ひとつひとつの作業がとても丁寧で、あたしは思わず見とれてしまったくらい。

最後に小皿にクッキーを盛り付けて、クッキーセットがあたしの前に出された。


「いただきます」


ホカホカと湯気が立つコーヒーと、小皿には犬の形をしたクッキーが3枚。

……正直ナメてた。

こんな閑散としたカフェなんて、ほとんどが市販のものを使ってるんだとばかり思ってた。


でも多分、このクッキーは違う。

ユミコとよく手作りしたから、あたしにはそれがよく分かる。


かじってみたら、程よい甘みと、どこか懐かしいバニラエッセンスの香り。

洗練されたっていうのとは違うけど、家庭的で安心出来るような味。


「美味しい……」

「そう? ありがとう」


思わず口走ってしまったあたしにそう言うと、マスターはカウンターの中で仕事を始めた。

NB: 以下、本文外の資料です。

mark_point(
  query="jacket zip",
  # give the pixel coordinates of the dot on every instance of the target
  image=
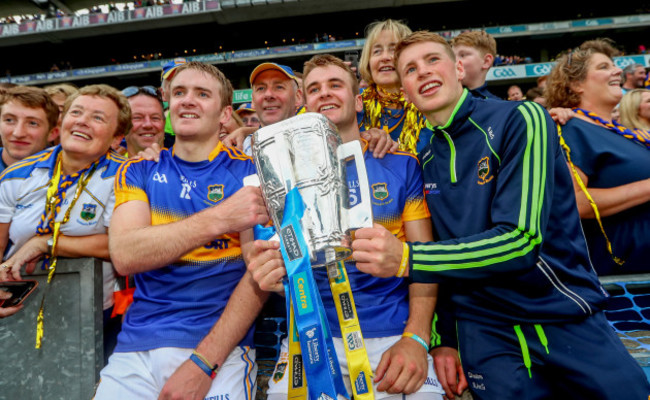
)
(452, 158)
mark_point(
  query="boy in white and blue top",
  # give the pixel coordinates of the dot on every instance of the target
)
(23, 189)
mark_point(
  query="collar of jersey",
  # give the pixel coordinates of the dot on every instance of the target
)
(213, 154)
(463, 97)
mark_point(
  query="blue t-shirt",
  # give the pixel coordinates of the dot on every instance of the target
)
(175, 306)
(397, 195)
(609, 160)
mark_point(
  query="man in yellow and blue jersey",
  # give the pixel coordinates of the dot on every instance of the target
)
(179, 227)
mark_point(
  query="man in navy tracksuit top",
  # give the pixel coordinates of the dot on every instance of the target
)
(510, 248)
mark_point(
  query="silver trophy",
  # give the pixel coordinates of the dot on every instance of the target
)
(306, 152)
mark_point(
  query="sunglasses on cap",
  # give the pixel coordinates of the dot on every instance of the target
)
(148, 90)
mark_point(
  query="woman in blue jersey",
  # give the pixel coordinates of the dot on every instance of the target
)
(609, 161)
(384, 105)
(59, 202)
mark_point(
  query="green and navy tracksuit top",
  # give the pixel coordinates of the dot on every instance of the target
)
(510, 248)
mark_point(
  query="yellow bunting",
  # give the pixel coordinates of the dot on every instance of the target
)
(353, 343)
(376, 102)
(52, 207)
(583, 187)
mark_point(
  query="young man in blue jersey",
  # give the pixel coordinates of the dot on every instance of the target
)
(527, 303)
(179, 227)
(476, 51)
(28, 120)
(389, 310)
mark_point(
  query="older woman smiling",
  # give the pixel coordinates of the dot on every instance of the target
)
(59, 202)
(610, 162)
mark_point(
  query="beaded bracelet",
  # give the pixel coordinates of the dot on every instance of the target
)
(417, 339)
(205, 366)
(405, 261)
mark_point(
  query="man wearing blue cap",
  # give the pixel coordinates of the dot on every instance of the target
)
(248, 116)
(169, 69)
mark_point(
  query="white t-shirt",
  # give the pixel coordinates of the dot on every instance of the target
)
(23, 191)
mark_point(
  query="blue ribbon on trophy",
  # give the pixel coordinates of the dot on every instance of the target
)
(301, 169)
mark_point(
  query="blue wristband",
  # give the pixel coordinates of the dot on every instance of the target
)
(204, 367)
(417, 339)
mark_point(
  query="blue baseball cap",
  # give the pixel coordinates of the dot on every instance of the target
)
(245, 107)
(169, 68)
(273, 66)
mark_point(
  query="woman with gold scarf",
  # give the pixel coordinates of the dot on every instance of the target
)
(58, 203)
(384, 106)
(610, 162)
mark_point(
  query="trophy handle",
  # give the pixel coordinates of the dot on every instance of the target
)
(360, 215)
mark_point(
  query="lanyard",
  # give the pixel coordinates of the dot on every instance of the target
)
(54, 198)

彼は何も話さないけど、あたしに関心がないというわけではない感じがした。

ベラベラ喋ってくる店員が苦手なあたしには、ちょうどいい距離感だ。


ふと、カウンターの隅に写真立てが置いてあるのに気付く。

いつかユミコといった輸入雑貨店で見た、何枚もの写真が飾れるタイプのものだった。


その中の一枚は少し古ぼけている。

小さな犬のような子、その隣に可愛らしい女の子。

彼らの後ろには、お母さんとお婆さんらしき女の人たちが立っていた。


「これ、マスターですか?」

「ん?」


彼は急に話し掛けられて、最初は何のことか分からないみたいだった。

あたしが写真を指さしたのを見て、軽く微笑む。


「そうだよ」

「小学校に上がる前くらいかな」

「恐ろしく昔だね」


「この隣にいるのは、妹さん?」

「いや、幼馴染の女の子なんだ」

「後ろにいるのは、母さんとばあちゃん」


「ここは、元々ばあちゃんが大家をやってたアパートでね」

「ばあちゃんが亡くなってからは俺が大家をしていたんだけど、少し前にカフェに改装したんだ」


外観がアパートに見えたのは、間違いじゃなかったんだ。

喫茶店のマスターって歴史ありな人が多いけど、彼もそうなのかな。


あたしは、写真立ての別の写真に目をやる。

今度は、大人になったマスターと、何人かの人たち。


アパートの入り口なのか、【ななし荘】と書かれた看板の前での1枚。

今より少し若いマスターの隣では、これまた可愛らしい女性が素敵な笑顔を浮かべていた。


「この人って、もしかしてさっきの?」

「えっと、マスターの隣にいる女の人」


あたしが指摘すると、マスターは少し笑ってそうだよと言った。

照れたようにも見えたのは、どうしてかな。


「すごいね、幼馴染とこんなに一緒にいられてさ」

「え?」


あたしは、今日初めて会ったこのマスターに、なぜか自分のことを話したい気分になっていた。

どっちかっていうと人見知りするタイプなんだよ、本当は。